Later in the life cycle, Pastor found that plants in the higher-sulfate water produced fewer viable seeds for the following year.
Meanwhile, U of M researcher Amy Myrbo and a small army of graduate students paddled lakes and rivers across Minnesota to take water samples and measure the density of wild rice stands in nature.
Differences between lakes and streams
“We measured the heck out of stuff,” Myrbo said. The students captured almost 400 samples, and lab technicians analyzed nearly 400 factors. The detail was necessary because in nature, things are a lot more complicated than in stock tanks. For one thing, Myrbo found big differences between lakes and rivers. Some river stretches produce healthy stands of wild rice even with sulfate levels higher than the state standard. This is likely because the water is moving and well-oxygenated, the riverbed may be more gravel than muck, and the bacteria that convert sulfate to sulfide don’t thrive in those conditions.
But a real-world study can’t control for many of the factors that affect wild rice growth, such as changes in water levels, weather, and destructive pests. That’s why the research combined field surveys with lab experiments.
Nathan Johnson, who teaches civil engineering at the University of Minnesota Duluth, developed sophisticated new techniques to delve into the water chemistry in the top 10 inches of sediment, where plants root themselves. In Pastor’s tanks, Johnson found a direct correlation between sulfate in the surface water and sulfide in the porewater, the water that flows between the sediment particles and supplies the roots with nutrients (and poisons). And Johnson found a similar pattern when he studied a couple of Myrbo’s lakes and rivers.
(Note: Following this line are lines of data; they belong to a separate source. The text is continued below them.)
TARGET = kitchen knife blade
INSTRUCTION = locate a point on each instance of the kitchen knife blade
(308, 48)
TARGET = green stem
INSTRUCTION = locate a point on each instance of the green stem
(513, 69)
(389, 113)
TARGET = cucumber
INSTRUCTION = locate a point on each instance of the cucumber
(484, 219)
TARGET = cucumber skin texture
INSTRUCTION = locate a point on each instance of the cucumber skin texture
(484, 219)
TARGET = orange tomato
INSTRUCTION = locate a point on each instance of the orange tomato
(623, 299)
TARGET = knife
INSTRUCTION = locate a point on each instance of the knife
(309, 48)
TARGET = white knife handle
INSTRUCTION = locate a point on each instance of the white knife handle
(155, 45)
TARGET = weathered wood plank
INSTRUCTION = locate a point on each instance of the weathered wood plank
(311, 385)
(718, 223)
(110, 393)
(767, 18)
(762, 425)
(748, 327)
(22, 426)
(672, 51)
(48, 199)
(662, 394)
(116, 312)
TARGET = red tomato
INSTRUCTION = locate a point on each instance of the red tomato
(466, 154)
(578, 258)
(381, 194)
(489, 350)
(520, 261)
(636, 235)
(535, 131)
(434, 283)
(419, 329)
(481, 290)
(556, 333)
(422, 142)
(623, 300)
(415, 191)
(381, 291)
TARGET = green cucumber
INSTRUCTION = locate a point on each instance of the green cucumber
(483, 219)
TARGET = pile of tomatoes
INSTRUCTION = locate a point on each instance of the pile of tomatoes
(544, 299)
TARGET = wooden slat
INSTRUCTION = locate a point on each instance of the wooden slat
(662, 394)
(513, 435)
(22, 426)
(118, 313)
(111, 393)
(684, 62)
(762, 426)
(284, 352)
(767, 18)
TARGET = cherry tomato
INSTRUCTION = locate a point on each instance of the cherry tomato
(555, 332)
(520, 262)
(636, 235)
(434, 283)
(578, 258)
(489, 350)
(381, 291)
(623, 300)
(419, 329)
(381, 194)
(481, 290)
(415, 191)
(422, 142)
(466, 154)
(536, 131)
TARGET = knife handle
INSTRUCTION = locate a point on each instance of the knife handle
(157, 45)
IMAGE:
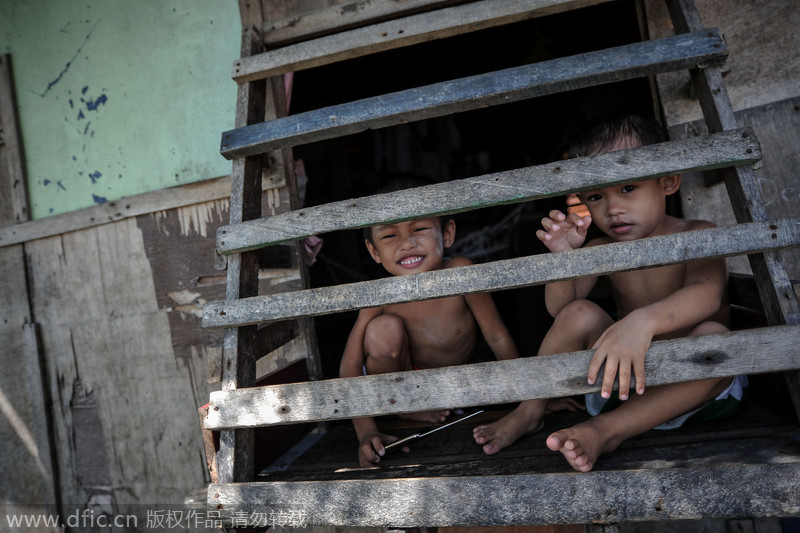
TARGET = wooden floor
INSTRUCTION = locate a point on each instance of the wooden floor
(453, 452)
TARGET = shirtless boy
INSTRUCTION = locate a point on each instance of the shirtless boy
(658, 303)
(426, 334)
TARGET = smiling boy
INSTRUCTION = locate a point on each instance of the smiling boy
(426, 334)
(657, 303)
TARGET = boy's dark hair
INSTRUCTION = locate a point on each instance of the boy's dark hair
(398, 182)
(603, 133)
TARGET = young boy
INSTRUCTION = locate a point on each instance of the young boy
(656, 303)
(426, 334)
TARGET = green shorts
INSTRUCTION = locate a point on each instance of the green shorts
(723, 406)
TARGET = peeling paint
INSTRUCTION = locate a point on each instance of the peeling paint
(183, 297)
(195, 218)
(69, 63)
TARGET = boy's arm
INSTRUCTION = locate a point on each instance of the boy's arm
(561, 233)
(624, 345)
(370, 440)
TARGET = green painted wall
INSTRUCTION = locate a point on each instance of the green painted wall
(120, 97)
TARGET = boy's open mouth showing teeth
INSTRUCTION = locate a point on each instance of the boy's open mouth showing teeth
(411, 261)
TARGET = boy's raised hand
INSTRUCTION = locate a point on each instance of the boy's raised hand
(563, 232)
(370, 449)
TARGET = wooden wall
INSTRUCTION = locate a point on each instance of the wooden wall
(762, 77)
Johnson and a graduate student also looked into the effect of temperature on sulfate behavior. The existing wild rice standard applies to “water used for production of wild rice during periods when the rice may be susceptible to damage by high sulfate levels.” Some have suggested that if mine wastewater were dumped into streams only in the winter, it might not harm the rice. Johnson found that even at winter temperatures, most of the sulfate that moved into sediments changed into sulfide.
Perhaps not surprisingly, the vast majority of the sulfate, in warm weather or cold, remains in the water and gets flushed downstream. But there may be wild rice beds downstream too. For example, the St. Louis River estuary – the ultimate destination of most rivers that drain the taconite mining area — was once rich with wild rice, and the plant can still be found in some backwater bays.
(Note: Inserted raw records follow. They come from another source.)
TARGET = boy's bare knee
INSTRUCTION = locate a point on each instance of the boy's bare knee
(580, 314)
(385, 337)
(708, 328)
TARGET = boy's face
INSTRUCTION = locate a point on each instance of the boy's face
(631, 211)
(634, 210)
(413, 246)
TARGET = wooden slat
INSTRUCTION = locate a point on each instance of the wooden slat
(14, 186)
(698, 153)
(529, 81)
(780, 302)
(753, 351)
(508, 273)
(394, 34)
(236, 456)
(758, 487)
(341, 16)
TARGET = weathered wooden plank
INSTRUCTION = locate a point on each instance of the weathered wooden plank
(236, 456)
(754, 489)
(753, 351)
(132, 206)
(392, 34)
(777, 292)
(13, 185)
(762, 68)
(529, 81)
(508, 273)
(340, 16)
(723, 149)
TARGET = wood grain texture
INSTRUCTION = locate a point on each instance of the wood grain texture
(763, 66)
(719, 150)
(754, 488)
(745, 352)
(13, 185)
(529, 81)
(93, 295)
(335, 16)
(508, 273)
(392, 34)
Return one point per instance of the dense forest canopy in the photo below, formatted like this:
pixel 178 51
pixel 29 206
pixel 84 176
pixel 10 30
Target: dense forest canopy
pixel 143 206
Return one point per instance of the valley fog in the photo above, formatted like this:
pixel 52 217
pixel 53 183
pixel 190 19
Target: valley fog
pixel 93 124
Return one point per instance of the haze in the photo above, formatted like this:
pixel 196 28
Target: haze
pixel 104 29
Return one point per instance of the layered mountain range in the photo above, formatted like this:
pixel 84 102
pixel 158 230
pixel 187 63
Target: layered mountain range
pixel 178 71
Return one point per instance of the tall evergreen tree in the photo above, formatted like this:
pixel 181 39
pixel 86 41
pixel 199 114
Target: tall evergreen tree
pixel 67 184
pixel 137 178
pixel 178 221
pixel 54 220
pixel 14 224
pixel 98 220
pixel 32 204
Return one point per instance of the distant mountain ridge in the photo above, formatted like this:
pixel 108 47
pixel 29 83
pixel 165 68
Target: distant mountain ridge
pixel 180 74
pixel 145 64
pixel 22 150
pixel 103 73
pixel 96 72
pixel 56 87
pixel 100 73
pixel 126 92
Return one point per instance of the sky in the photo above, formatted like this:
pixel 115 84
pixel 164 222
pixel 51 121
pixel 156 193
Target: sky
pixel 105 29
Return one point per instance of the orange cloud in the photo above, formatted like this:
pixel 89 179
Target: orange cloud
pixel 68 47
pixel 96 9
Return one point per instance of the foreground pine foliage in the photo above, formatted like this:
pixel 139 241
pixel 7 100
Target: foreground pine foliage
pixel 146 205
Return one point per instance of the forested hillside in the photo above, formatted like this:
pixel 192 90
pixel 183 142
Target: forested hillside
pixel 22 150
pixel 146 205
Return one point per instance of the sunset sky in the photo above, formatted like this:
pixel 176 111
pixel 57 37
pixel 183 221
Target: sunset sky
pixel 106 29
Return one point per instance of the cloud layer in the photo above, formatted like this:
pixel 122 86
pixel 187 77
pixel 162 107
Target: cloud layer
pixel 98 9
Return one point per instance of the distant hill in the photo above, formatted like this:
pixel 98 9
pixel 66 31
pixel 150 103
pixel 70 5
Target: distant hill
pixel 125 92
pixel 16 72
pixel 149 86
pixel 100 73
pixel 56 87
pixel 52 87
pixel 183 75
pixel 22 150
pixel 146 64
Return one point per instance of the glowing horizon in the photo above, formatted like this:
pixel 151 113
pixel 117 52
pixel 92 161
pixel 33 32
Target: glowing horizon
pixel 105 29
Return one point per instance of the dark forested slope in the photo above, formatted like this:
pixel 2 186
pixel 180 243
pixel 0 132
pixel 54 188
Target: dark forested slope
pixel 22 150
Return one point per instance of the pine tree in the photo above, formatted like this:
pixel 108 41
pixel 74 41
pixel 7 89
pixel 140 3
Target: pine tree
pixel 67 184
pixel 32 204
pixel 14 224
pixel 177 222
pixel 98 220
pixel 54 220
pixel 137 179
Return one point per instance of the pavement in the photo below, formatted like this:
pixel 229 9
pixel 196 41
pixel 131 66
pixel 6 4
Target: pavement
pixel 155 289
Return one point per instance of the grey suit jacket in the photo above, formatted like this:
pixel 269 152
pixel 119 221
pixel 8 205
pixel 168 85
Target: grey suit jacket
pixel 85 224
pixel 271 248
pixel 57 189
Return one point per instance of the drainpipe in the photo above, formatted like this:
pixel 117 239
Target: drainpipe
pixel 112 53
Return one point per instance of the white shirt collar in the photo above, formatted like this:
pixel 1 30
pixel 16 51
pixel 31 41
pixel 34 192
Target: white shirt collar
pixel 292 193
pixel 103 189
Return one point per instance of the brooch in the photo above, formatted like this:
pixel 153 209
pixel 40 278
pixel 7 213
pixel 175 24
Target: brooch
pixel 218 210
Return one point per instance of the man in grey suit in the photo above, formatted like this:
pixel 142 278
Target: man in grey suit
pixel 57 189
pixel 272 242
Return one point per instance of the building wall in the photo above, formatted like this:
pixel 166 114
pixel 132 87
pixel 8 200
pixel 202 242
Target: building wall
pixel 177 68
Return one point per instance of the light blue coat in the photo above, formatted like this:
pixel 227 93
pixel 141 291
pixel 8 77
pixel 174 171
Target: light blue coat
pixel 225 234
MPCA to make preliminary recommendation
The MPCA’s initial analysis will include a preliminary recommendation as to whether the new science suggests there’s a reason to change the standard, and if so, in what direction and by how much. It will also address the differences between lakes and rivers, and the question of cold-weather sulfate behavior.
After making an initial analysis, the agency plans to continue consulting with its advisory group and other stakeholders before a final decision is made. If the standard is to change, the rulemaking process requires public input, and the final standard must be approved by the federal Environmental Protection Agency.
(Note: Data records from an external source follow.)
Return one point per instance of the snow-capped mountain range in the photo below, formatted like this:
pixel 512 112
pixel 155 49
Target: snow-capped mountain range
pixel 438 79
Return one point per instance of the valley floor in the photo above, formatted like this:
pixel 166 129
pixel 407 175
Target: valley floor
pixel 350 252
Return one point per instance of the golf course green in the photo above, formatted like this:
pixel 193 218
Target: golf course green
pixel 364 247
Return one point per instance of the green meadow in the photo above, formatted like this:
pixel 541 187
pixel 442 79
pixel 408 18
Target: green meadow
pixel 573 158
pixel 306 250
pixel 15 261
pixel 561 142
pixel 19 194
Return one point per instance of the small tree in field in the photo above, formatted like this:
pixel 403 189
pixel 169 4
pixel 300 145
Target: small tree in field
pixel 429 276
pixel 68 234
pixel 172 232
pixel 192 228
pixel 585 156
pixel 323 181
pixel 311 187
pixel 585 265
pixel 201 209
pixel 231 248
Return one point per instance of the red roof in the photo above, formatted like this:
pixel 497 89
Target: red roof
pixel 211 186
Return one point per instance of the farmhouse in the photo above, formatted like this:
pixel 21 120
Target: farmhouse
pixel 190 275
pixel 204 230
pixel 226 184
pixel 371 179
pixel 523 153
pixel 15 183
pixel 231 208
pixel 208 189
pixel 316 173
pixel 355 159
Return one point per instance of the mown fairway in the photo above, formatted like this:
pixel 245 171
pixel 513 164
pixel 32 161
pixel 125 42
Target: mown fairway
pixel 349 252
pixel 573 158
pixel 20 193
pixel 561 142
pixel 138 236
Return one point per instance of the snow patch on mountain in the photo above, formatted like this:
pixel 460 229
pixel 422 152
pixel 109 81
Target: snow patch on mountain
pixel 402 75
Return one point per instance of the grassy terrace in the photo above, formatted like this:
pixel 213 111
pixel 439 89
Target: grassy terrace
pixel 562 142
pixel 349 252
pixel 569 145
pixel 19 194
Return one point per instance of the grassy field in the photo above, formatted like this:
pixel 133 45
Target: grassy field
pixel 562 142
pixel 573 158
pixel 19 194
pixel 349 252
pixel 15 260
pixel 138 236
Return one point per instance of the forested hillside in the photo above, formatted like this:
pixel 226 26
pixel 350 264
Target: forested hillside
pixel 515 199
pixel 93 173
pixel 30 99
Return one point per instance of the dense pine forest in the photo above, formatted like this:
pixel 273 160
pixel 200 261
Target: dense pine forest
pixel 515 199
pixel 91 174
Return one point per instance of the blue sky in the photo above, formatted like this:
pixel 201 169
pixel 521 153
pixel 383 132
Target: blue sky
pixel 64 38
The standard has only been enforced once in its 40-year history. But tribal groups have long complained that important wild rice beds they’ve used for generations are declining. Wildlife groups are also concerned because wild rice is a prime food for migrating waterfowl. Several years ago, after prodding by environmental and tribal groups, the MPCA began asking mining companies to monitor sulfate levels in their wastewater effluent. The agency plans to begin requiring companies to meet the standard when their permits come up for renewal.
Stephanie Hemphill, an environmental reporter who recently retired from MPR, is a freelance writer based in Duluth.